Joseph Andrews By Henry Fielding Book III: Chapter 1

I shall now proceed to apply these observations to the work before us; for indeed I have set them down principally to obviate some constructions which the good nature of mankind, who are always forward to see their friends' virtues recorded, may put to particular parts. I question not but several of my readers will know the lawyer in the stage-coach the moment they hear his voice. It is likewise odds but the wit and the prude meet with some of their acquaintance, as well as all the rest of my characters. To prevent, therefore, any such malicious applications, I declare here, once for all, I describe not men, but manners; not an individual, but a species. Perhaps it will be answered, Are not the characters then taken from life? To which I answer in the affirmative; nay, I believe I might aver that I have writ little more than I have seen. The lawyer is not only alive, but hath been so these four thousand years; and I hope G — will indulge his life as many yet to come. He hath not indeed confined himself to one profession, one religion, or one country; but when the first mean selfish creature appeared on the human stage, who made self the centre of the whole creation, would give himself no pain, incur no danger, advance no money, to assist or preserve his fellow-creatures; then was our lawyer born; and, whilst such a person as I have described exists on earth, so long shall he remain upon it. It is, therefore, doing him little honour to imagine he endeavours to mimick some little obscure fellow, because he happens to resemble him in one particular feature, or perhaps in his profession; whereas his appearance in the world is calculated for much more general and noble purposes; not to expose one pitiful wretch to the small and contemptible circle of his acquaintance; but to hold the glass to thousands in their closets, that they may contemplate their deformity, and endeavour to reduce it, and thus by suffering private mortification may avoid public shame. This places the boundary between, and distinguishes the satirist from the libeller: for the former privately corrects the fault for the benefit of the person, like a parent; the latter publickly exposes the person himself, as an example to others, like an executioner.

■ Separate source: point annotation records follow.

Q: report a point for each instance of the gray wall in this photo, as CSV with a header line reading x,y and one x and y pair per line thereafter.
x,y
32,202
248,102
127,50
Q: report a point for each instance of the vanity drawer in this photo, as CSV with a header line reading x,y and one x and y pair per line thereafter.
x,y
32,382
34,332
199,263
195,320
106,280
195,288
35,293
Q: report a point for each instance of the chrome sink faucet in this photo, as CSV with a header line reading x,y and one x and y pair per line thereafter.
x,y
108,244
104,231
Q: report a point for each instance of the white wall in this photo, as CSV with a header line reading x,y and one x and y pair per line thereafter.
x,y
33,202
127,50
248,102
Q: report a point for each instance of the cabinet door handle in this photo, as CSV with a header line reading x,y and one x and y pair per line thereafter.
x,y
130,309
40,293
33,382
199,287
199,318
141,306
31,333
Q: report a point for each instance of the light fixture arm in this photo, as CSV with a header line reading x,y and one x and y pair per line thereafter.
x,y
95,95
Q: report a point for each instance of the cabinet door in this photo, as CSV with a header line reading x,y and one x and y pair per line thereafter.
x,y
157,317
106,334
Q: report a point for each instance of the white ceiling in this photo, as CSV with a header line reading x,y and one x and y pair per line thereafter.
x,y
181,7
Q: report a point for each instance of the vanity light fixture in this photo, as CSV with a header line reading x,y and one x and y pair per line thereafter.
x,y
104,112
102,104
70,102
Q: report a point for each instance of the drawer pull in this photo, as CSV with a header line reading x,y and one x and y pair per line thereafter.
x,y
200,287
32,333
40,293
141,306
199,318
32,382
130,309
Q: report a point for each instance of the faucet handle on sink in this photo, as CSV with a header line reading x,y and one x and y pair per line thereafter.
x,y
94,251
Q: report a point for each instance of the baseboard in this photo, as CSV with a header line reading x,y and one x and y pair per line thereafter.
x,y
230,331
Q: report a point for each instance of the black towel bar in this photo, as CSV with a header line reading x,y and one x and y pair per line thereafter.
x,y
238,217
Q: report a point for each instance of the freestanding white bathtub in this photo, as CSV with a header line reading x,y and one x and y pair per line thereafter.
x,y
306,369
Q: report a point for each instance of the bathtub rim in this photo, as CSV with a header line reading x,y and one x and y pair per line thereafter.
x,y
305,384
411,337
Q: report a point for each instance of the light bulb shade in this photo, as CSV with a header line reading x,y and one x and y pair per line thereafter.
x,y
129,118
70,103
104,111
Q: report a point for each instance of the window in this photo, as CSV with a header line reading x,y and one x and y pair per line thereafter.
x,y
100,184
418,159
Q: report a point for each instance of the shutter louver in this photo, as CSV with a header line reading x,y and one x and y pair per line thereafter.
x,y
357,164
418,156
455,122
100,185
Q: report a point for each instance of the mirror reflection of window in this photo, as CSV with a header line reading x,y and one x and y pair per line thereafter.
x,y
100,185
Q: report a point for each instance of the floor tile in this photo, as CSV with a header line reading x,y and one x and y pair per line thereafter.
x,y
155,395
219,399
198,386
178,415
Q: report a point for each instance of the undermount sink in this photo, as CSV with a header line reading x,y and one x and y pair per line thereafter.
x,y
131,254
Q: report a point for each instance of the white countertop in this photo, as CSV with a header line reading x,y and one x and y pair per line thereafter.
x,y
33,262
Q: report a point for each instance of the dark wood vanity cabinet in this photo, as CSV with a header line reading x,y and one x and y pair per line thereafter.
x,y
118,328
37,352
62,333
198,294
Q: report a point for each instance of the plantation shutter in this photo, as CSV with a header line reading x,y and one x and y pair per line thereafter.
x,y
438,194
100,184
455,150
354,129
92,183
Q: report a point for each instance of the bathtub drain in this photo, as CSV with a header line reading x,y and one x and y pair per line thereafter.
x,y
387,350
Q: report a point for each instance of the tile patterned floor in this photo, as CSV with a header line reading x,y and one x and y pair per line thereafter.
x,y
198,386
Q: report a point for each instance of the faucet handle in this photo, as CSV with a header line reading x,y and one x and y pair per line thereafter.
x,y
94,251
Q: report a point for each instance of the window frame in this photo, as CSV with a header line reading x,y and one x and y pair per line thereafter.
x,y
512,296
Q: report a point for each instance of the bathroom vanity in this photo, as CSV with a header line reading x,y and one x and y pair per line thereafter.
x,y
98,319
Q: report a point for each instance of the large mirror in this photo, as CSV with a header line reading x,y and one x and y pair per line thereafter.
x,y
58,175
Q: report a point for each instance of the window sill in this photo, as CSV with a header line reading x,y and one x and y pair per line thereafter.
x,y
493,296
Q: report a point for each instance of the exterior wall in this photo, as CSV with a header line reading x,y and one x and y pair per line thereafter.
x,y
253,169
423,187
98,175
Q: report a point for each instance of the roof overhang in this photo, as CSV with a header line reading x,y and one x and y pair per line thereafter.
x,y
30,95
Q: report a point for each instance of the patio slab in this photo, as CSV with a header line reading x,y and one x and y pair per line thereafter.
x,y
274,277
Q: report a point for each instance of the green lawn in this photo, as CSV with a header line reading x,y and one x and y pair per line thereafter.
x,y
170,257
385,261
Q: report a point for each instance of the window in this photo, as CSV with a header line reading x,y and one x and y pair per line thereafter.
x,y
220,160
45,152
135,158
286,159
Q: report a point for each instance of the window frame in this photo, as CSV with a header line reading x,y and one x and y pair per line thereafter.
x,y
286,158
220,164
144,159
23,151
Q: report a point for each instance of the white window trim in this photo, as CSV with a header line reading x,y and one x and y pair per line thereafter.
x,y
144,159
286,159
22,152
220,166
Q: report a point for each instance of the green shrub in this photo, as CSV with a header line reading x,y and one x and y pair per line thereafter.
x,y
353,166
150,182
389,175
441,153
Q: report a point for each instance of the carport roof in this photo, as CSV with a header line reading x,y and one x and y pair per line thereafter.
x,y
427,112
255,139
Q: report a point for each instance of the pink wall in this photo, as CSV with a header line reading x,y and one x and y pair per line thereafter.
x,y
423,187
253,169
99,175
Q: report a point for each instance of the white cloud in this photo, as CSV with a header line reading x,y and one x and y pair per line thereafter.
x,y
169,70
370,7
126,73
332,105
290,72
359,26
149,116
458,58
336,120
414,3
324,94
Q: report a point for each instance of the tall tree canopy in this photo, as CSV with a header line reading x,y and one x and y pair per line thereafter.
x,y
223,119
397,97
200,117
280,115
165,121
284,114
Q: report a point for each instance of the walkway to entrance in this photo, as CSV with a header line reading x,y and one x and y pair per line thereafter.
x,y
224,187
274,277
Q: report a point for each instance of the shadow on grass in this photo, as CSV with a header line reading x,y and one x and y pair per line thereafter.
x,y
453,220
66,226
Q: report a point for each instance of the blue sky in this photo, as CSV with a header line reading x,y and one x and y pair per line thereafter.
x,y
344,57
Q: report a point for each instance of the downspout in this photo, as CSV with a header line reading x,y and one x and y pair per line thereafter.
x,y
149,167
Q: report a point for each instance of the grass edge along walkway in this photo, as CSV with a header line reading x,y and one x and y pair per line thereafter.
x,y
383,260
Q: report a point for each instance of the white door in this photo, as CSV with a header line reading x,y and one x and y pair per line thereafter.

There are besides little circumstances to be considered; as the drapery of a picture, which though fashion varies at different times, the resemblance of the countenance is not by those means diminished. Thus I believe we may venture to say Mrs Tow-wouse is coeval with our lawyer: and, though perhaps, during the changes which so long an existence must have passed through, she may in her turn have stood behind the bar at an inn, I will not scruple to affirm she hath likewise in the revolution of ages sat on a throne. In short, where extreme turbulency of temper, avarice, and an insensibility of human misery, with a degree of hypocrisy, have united in a female composition, Mrs Tow-wouse was that woman; and where a good inclination, eclipsed by a poverty of spirit and understanding, hath glimmered forth in a man, that man hath been no other than her sneaking husband.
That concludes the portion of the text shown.